“London Human Rights Lawyer Amal Alamuddin is Engaged,” reads the cheeky headline on Slate writer Ben Mathis-Lilley’s clever riff on the news that Hollywood’s most famous confirmed bachelor is shedding his status to marry the British-Lebanese lawyer. The news that George Clooney is tying the knot a second time is more than the end of a lot of puckish wistful thinking inspired by his carousel of romantic relationships. And Alamuddin and Clooney’s engagement is an interesting rewrite to the sorts of Hollywood romances that normally grace the grocery checkout racks.
In the past, Clooney seemed to be living out one sort of Hollywood ideal, operating his private passions on two separate tracks. In the past decade and a half, he’s dated models, actresses and reality television stars; in pursuit of his other passion, he contracted malaria on human rights missions in Africa and turned his focus to Sudan.
Clooney is entitled to conduct his life however he pleases, but his girlfriends never quite seemed like partners. When the women in Clooney’s life shared his profession, they were at very different stages in their careers. And whether or not they were actors, they did not share headlines with Clooney in his advocacy work. Those relationships looked a lot like the old fairy tale standard in which a woman’s life was transformed by the love of a powerful man. Clooney might have been more democratic than Prince Charming; he shared the love rather than elevating just one woman. But those relationships seemed like a bit of an anachronism.
So there’s something delightful and very contemporary about the fact that Clooney is settling down with Alamuddin, a woman who not only shares his interests in international law and human rights, but also has a resume so impressive that it feels like news that she deemed him worthy. Alamuddin’s work has touched the ongoing conflict in Syria and the annexation crisis in Ukraine. She was one of Julian Assange’s lawyers during the attempt to extradite him to Sweden. Clooney has used his celebrity to bring attention to his political priorities; Alamuddin brings actual legal credentials and professional experience.

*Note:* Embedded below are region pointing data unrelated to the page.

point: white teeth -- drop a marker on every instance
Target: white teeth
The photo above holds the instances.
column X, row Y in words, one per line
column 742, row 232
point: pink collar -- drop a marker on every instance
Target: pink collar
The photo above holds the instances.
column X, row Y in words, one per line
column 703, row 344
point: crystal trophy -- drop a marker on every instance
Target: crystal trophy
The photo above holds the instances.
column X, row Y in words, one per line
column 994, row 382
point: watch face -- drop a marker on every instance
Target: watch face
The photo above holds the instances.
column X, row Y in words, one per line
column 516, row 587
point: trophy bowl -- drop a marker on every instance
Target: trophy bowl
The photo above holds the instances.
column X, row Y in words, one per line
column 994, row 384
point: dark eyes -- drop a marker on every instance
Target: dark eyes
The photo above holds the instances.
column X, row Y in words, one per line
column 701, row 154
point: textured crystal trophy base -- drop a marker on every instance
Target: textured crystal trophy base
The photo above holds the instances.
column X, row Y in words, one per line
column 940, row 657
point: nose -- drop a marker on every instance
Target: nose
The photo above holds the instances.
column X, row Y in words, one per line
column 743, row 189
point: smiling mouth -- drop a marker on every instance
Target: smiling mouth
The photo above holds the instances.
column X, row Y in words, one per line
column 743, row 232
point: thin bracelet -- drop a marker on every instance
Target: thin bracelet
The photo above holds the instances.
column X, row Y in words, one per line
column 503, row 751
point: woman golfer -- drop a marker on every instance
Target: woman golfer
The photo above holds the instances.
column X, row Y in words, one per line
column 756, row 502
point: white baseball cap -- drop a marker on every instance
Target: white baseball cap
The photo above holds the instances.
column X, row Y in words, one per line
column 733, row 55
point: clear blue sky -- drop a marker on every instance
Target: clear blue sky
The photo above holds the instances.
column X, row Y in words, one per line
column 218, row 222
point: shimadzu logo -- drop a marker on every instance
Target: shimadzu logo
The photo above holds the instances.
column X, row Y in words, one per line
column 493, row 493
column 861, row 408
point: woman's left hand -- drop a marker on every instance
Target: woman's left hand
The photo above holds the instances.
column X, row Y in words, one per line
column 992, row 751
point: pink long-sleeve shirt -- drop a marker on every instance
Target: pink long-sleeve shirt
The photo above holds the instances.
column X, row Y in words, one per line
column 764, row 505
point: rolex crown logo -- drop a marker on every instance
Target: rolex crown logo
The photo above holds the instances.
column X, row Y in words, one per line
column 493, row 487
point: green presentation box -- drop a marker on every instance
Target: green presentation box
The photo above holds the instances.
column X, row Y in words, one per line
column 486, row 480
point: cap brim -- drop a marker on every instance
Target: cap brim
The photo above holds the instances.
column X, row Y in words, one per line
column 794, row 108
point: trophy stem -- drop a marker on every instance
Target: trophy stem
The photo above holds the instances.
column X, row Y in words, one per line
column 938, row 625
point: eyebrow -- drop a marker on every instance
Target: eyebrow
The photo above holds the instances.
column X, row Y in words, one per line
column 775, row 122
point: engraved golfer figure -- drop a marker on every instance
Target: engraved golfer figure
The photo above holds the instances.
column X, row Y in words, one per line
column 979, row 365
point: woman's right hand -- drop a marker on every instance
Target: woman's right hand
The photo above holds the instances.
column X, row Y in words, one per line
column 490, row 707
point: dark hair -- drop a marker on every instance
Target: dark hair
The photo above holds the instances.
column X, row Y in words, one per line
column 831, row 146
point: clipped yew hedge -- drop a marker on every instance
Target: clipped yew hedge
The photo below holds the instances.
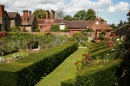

The pairing suggests that, in another way, the stars are just like us. As Eli Finkel, lead author of a study from Northwestern University released earlier this year, put it, Americans’ expectations for our marriages have changed. “They’re asking less of their marriage regarding basic physiological and safety needs, but they’re asking more of their marriage regarding higher psychological needs like the need for personal growth,” he said when the study came out. “Americans look to their marriage to help them ‘find themselves’ and to pursue careers and other activities that facilitate the expression of their core self.”
Celebrities who collaborate professionally, such as Jay-Z and Beyoncé Knowles-Carter, who are hitting the road for a joint tour with a charity component, may be able to hit a higher bar for that sort of achievement than those of us watching them from the cheap seats. But that difference in scope does not actually indicate a difference in kind. George Clooney is just catching up to his famous peers and to the rest of us, recognizing that the contemporary fairy tale relies much less on the benevolence and bravery of Prince Charming and more on the dream of being the sort of couple that rides off to fight dragons together.